Thursday, January 20, 2011
Katarina Witt: The Embodiment of the Competitive Spirit
As the National and World Championships emerge, plenty of quotations from skaters are emerging about their intentions. In the United States, it has become routine for skaters and gymnasts to pretend that winning is not their main goal. For years, reporters have groaned about having to interview these politically correct athletes who invariably say "I just hope to do my best and see what happens." While every successful athlete needs to focus on themselves, it is an absolute lie that many do not have thoughts of winning. Skaters and gymnasts do wish to perform their best to satisfy themselves after months of hard training, but gold medals drive the true competitors.
Some athletes are talented and beautiful in training, but just lack the inner competitive moxie. Jeremy Abbott and Alissa Czisny may need to block out thoughts of winning when they compete, but that is not true for the best competitors. There is a difference between being a great skater and a great competitor.
Katarina Witt remains one of the greatest competitors in Olympic sports. Ms. Witt was a fabulous performer, but she was never the most artistic or technically proficient skater of her day. What Ms. Witt had was guts and a desire to succeed. Doing her best satisfied Ms. Witt but she is not the type who would be happy with skating her best and having a silver medal draped around her neck.
Jutta Muller is an aggressive, somewhat evil East German woman and she passed that spirit along to her prized pupil. Jutta was well aware of Ms. Witt's dramatic sex appeal and used it to their advantage. Every year, Katarina appeared in racier and racier costumes that had never been seen before in the conservative world of figure skating. Given her German figure, Ms. Witt possessed a mixture of feminine and masculine qualities that appealed to all judges, especially the closeted homosexuals.
A true competitor, Katarina reveals that she preferred to skate last after everyone had already performed their best. It motivated her to go out there and beat them.

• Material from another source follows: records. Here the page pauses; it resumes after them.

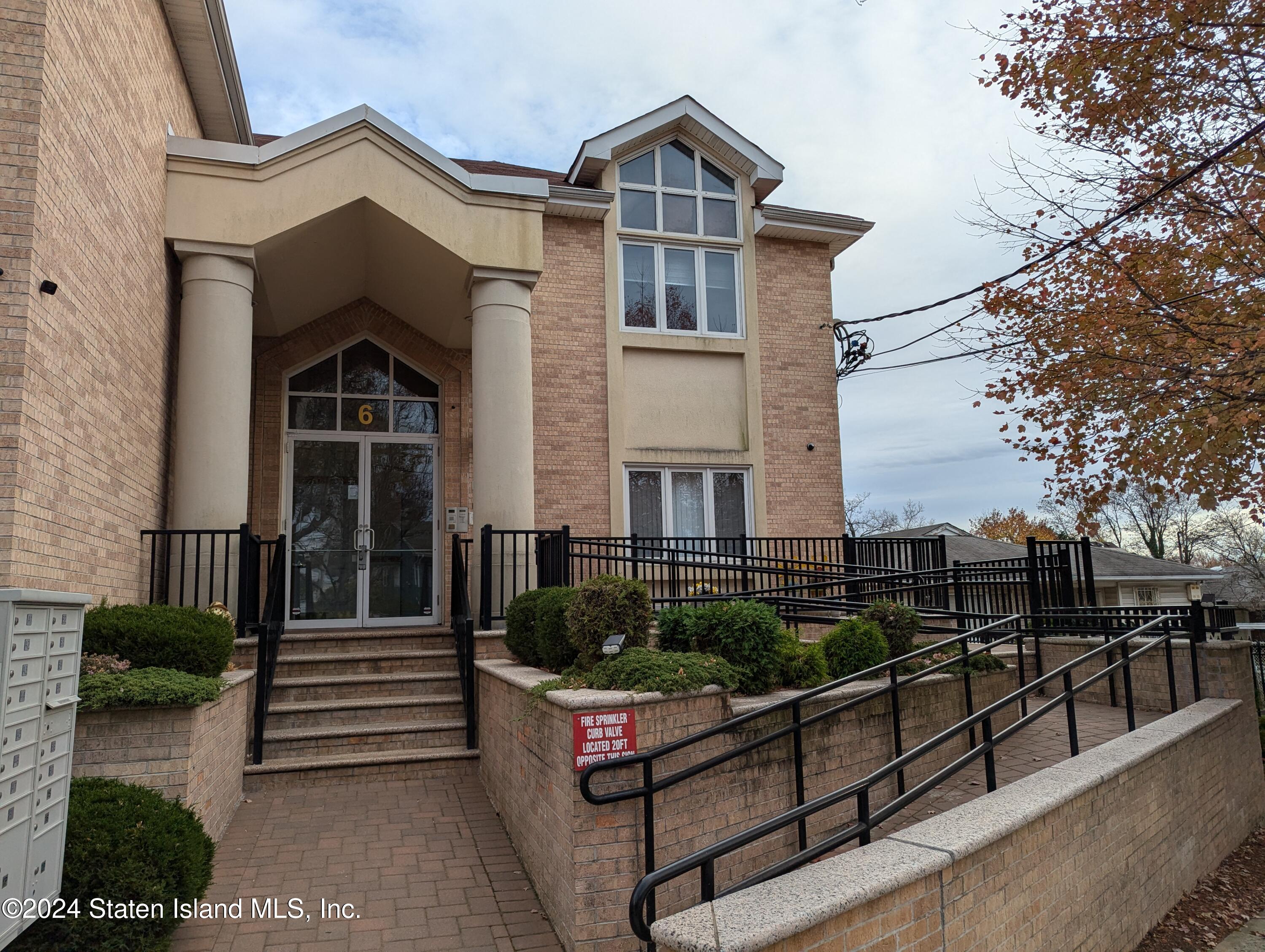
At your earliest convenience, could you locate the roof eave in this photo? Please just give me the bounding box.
[162,0,252,145]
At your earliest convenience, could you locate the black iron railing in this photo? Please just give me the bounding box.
[449,532,478,750]
[579,610,1203,948]
[245,535,287,764]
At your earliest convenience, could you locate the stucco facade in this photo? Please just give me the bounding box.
[0,0,869,609]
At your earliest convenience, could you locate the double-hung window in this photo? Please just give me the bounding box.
[619,139,744,338]
[625,467,751,540]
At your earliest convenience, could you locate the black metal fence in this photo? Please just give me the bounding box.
[579,610,1204,948]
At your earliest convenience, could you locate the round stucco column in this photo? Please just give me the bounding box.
[471,272,536,528]
[170,254,254,528]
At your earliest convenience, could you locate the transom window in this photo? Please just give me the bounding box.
[287,340,439,434]
[620,139,737,238]
[625,467,751,538]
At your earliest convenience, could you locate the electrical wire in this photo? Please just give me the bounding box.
[842,120,1265,326]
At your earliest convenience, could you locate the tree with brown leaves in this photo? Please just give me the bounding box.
[978,0,1265,521]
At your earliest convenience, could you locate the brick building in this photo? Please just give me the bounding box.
[0,0,870,627]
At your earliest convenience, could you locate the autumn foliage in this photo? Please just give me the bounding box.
[970,506,1059,545]
[979,0,1265,514]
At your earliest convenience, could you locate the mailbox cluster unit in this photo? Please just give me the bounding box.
[0,588,91,948]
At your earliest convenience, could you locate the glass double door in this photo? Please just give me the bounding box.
[287,435,439,627]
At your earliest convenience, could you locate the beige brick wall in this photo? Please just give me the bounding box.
[72,671,254,841]
[0,0,200,599]
[478,662,1016,952]
[755,238,844,536]
[531,215,611,535]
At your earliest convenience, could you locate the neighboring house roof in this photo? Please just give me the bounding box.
[863,522,1218,583]
[162,0,258,145]
[1203,565,1265,608]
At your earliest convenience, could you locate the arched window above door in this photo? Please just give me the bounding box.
[286,339,439,434]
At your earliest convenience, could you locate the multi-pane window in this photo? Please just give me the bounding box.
[620,242,743,336]
[287,340,439,434]
[625,467,750,538]
[620,139,737,238]
[619,139,743,336]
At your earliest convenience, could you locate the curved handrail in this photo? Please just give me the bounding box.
[622,616,1174,941]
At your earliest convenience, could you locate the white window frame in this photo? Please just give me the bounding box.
[615,135,743,247]
[619,238,746,340]
[624,463,753,538]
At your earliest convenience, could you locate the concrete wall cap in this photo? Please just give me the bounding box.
[650,838,950,952]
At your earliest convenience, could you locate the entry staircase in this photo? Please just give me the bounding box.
[234,627,478,789]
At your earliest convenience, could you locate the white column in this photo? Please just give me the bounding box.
[471,268,536,528]
[168,243,254,528]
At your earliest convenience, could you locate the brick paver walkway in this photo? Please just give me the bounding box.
[172,702,1163,952]
[172,767,562,952]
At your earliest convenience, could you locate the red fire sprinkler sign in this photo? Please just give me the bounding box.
[571,708,636,770]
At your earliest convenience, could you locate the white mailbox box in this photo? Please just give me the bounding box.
[0,588,92,948]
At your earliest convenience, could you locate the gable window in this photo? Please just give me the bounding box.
[620,242,743,338]
[287,340,439,434]
[625,467,751,538]
[620,139,737,238]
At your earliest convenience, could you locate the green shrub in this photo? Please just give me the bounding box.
[78,667,224,710]
[536,586,577,671]
[817,618,887,678]
[858,598,922,657]
[9,777,215,952]
[505,588,545,667]
[83,604,235,678]
[778,631,830,689]
[529,647,737,698]
[658,604,694,651]
[686,600,782,694]
[567,575,654,670]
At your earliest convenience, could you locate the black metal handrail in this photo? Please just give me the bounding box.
[600,616,1200,941]
[579,612,1202,939]
[449,532,478,750]
[245,535,287,764]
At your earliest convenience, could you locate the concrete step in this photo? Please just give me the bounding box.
[276,647,457,678]
[269,670,459,704]
[263,718,466,762]
[244,746,478,791]
[233,626,453,667]
[264,684,466,733]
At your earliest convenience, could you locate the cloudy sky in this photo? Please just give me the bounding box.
[226,0,1045,524]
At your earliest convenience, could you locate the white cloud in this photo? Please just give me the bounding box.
[228,0,1044,522]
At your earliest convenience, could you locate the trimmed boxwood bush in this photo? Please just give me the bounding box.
[817,618,887,678]
[536,585,578,671]
[658,604,694,651]
[83,604,235,678]
[529,647,737,698]
[778,631,830,689]
[9,777,215,952]
[567,575,654,670]
[686,600,782,694]
[858,598,922,657]
[505,588,545,667]
[78,667,224,710]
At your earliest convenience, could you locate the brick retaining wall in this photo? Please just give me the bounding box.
[477,660,1017,952]
[71,670,254,841]
[653,638,1265,952]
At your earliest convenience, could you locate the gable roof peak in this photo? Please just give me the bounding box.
[567,95,786,202]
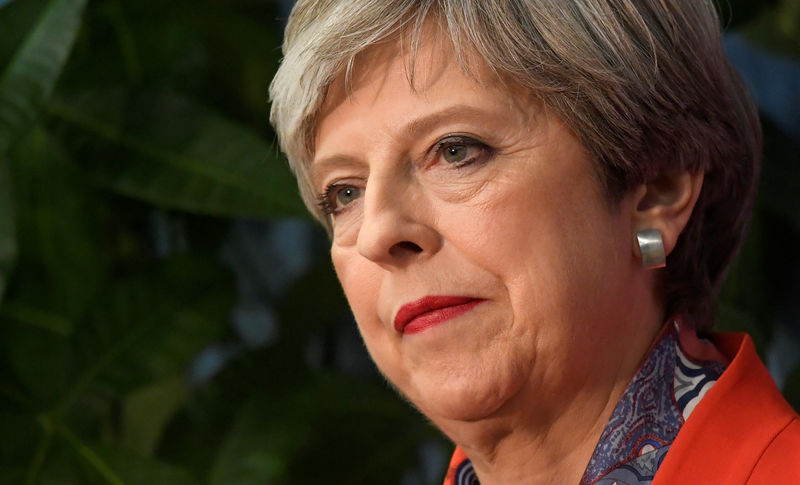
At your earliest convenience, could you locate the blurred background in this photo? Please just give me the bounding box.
[0,0,800,485]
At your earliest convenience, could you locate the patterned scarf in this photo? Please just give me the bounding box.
[446,318,728,485]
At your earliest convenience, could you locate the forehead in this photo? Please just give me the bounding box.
[311,29,541,175]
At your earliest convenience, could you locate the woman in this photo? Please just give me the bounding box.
[270,0,800,485]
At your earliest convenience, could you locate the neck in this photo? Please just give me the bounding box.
[437,304,660,485]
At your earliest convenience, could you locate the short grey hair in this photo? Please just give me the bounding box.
[270,0,761,330]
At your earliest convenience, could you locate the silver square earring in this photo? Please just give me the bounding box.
[636,229,667,269]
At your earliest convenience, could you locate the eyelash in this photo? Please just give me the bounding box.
[317,135,494,217]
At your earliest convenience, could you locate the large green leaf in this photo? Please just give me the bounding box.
[0,0,86,153]
[51,90,305,218]
[0,153,17,301]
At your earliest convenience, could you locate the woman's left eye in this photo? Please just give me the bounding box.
[436,136,492,167]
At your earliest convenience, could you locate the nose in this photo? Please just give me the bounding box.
[356,177,442,269]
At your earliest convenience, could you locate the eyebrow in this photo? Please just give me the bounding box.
[403,104,491,138]
[310,104,506,185]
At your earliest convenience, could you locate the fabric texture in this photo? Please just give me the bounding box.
[444,328,800,485]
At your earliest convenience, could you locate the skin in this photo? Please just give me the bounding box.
[312,33,702,485]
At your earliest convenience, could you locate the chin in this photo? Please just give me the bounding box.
[409,360,527,422]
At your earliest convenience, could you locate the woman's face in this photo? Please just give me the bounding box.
[312,36,639,428]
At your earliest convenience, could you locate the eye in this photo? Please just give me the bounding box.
[317,183,363,215]
[434,135,493,168]
[336,186,361,206]
[442,145,469,163]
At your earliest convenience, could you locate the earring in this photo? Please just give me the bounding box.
[636,229,667,269]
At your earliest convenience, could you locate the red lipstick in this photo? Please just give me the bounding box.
[394,296,486,334]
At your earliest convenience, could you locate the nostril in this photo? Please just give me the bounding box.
[389,241,422,257]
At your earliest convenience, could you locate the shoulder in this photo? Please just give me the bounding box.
[747,417,800,485]
[653,334,800,485]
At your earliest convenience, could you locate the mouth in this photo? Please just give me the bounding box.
[394,296,486,334]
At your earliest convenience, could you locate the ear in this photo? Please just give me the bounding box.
[632,171,703,257]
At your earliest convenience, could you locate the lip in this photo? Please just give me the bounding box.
[394,296,486,334]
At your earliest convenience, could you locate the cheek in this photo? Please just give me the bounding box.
[331,247,384,340]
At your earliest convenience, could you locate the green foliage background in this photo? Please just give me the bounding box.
[0,0,800,485]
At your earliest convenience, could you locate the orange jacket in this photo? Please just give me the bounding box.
[653,334,800,485]
[444,334,800,485]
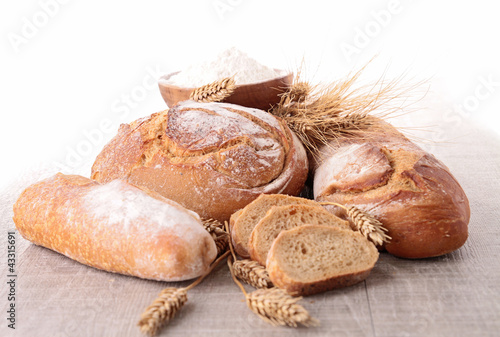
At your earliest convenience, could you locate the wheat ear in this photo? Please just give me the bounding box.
[225,221,273,288]
[269,64,422,158]
[189,77,236,103]
[137,251,230,336]
[320,202,391,246]
[203,219,229,256]
[227,256,319,327]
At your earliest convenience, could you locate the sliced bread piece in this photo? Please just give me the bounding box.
[230,194,318,258]
[249,204,350,266]
[266,225,379,296]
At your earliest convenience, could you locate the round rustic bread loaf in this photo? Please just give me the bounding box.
[314,121,470,258]
[91,101,308,221]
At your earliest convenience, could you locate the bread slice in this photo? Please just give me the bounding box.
[248,204,350,266]
[266,225,379,296]
[230,194,319,258]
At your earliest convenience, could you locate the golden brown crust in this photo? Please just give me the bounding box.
[92,101,308,221]
[314,122,470,258]
[266,224,379,296]
[14,173,216,281]
[231,194,318,258]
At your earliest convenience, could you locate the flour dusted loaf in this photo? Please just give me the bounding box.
[14,173,217,281]
[314,122,470,258]
[266,225,379,296]
[248,204,351,266]
[91,101,308,221]
[230,194,318,258]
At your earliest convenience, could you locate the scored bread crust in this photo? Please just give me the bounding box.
[248,204,351,266]
[266,224,379,296]
[91,101,308,221]
[230,194,318,258]
[14,173,217,281]
[314,122,470,258]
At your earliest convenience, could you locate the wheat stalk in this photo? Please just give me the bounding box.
[138,288,187,336]
[233,258,273,288]
[320,202,391,246]
[189,77,236,103]
[227,256,319,327]
[270,66,421,157]
[225,221,273,288]
[203,219,229,256]
[137,251,230,336]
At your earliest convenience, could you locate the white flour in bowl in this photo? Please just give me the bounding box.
[161,47,285,88]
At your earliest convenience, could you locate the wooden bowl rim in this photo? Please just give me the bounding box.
[158,68,293,90]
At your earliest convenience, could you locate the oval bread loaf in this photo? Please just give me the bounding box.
[91,101,308,221]
[266,225,379,296]
[314,122,470,258]
[14,173,217,281]
[230,194,318,258]
[248,204,351,266]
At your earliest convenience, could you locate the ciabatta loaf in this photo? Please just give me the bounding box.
[14,174,217,281]
[91,101,308,221]
[248,204,350,266]
[266,225,379,296]
[314,122,470,258]
[230,194,318,258]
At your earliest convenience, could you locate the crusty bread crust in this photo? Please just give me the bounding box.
[230,194,318,258]
[314,124,470,258]
[14,173,217,281]
[248,204,351,266]
[91,101,308,221]
[266,224,379,296]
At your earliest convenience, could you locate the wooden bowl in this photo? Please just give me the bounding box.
[158,70,293,111]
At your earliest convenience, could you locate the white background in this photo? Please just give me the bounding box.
[0,0,500,189]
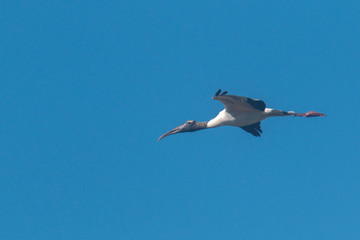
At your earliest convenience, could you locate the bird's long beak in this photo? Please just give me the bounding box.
[158,126,181,141]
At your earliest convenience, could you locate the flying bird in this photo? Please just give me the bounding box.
[158,89,326,141]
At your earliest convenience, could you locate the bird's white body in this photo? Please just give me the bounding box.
[159,90,325,141]
[207,109,268,128]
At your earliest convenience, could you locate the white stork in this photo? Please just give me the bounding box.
[158,89,325,141]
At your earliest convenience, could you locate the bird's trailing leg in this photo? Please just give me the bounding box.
[294,111,326,117]
[214,89,227,97]
[265,108,326,117]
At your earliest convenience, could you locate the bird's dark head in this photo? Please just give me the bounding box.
[158,120,207,141]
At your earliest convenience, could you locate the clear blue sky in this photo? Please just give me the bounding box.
[0,0,360,240]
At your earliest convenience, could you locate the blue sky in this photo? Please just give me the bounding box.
[0,1,360,240]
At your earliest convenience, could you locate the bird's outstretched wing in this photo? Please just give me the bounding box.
[213,89,266,112]
[241,122,262,137]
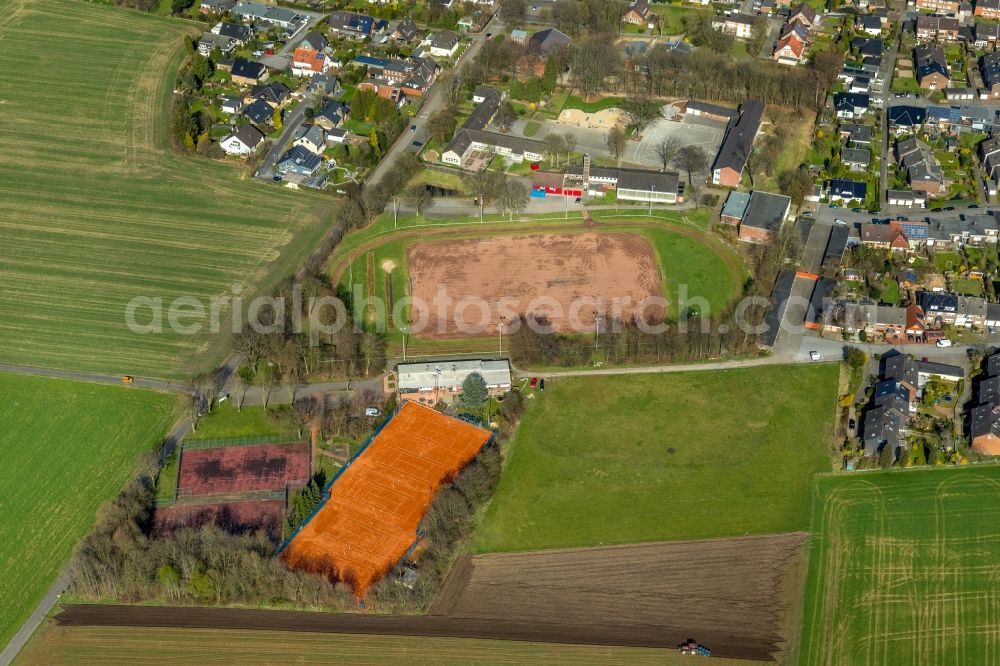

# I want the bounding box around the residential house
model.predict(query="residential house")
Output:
[916,0,959,16]
[430,30,462,58]
[826,178,868,202]
[292,46,332,76]
[354,56,438,102]
[299,30,330,51]
[975,0,1000,21]
[292,123,326,155]
[711,100,764,187]
[712,14,757,39]
[785,2,817,30]
[886,190,927,208]
[622,0,651,25]
[913,44,951,90]
[219,95,243,116]
[528,28,573,56]
[979,52,1000,97]
[306,74,343,97]
[243,99,275,125]
[771,31,806,65]
[219,124,264,155]
[888,105,927,136]
[975,23,1000,50]
[277,146,323,176]
[917,291,986,328]
[198,0,236,14]
[389,16,420,44]
[327,10,385,40]
[916,15,962,42]
[833,93,871,119]
[719,191,750,226]
[739,190,792,243]
[198,32,236,58]
[212,21,253,46]
[231,58,267,86]
[857,16,882,37]
[249,83,292,109]
[313,101,350,132]
[840,148,872,171]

Ms. Witt's appeal was undeniable. At the 1987 Worlds, it was thought that Debi had skated well enough to defend her title because Katarina's technical content reached a plateau since Sarajevo. That was not the case. Despite falling on it in warm ups, Ms. Witt confidently unleashed a triple loop that no one even knew she could do in Cincinnati. Skating to the music of West Side Story, the Cold War rival won over a crowd rooting for her chief rival with her sheer exuberance. It wasn't just a winning performance, it was a verifiable ass-kicking.
Note how in this video, she even has the confidence to tell Scott Hamilton why she deserves to win. This is not just someone aiming to 'do her best.'
Katarina knew she could out-compete Debi Thomas 95 percent of the time. Jutta taught Katarina to win competitions on the practice ice. Competitors are intensely edgy in the days leading up to events. Katarina unnerved all of them by improvising to her competitors' music and posing for photographers at official Olympic practice sessions. Debi was intensely focused on being perfect in Calgary, while Katarina focused on skating well enough to win. When Debi two footed her Triple Toe-Triple Toe combination, her fighting spirit left her. Debi may have felt the stress of skating to the same music as Witt, but it only fueled the reigning Olympic Champion. Witt's attitude was "I will have the better Carmen." And she did. Despite posing for a minute of the program, Katarina managed to win over everyone with her dramatic and sensual appeal.
Beating Debi Thomas was something that Katarina couldn't help. She had an inner need. Katarina embodies that primal id need for victory and attention. Upon Ms. Witt's return to competition in 1994, Debi Thomas proclaimed that Katarina would find a way to defeat them all, like she always did. Debi Thomas and Katarina Witt didn't face off much as professional skaters, yet Katarina was present for Debi's final competitive performance at the 1992 Skaters' Championship. Debi skated one of the performances of her life, but Katarina, clad in a red sparkly catsuit and armed with the music of Louis Armstrong, seduced her way to yet another title despite any concrete logic or reason. She simply owned that ice by bending over, showing off her thong, and emphasizing her gorgeous curves. Only someone who owned their looks and competitive assets could've pulled off a win against the sentimental favorite.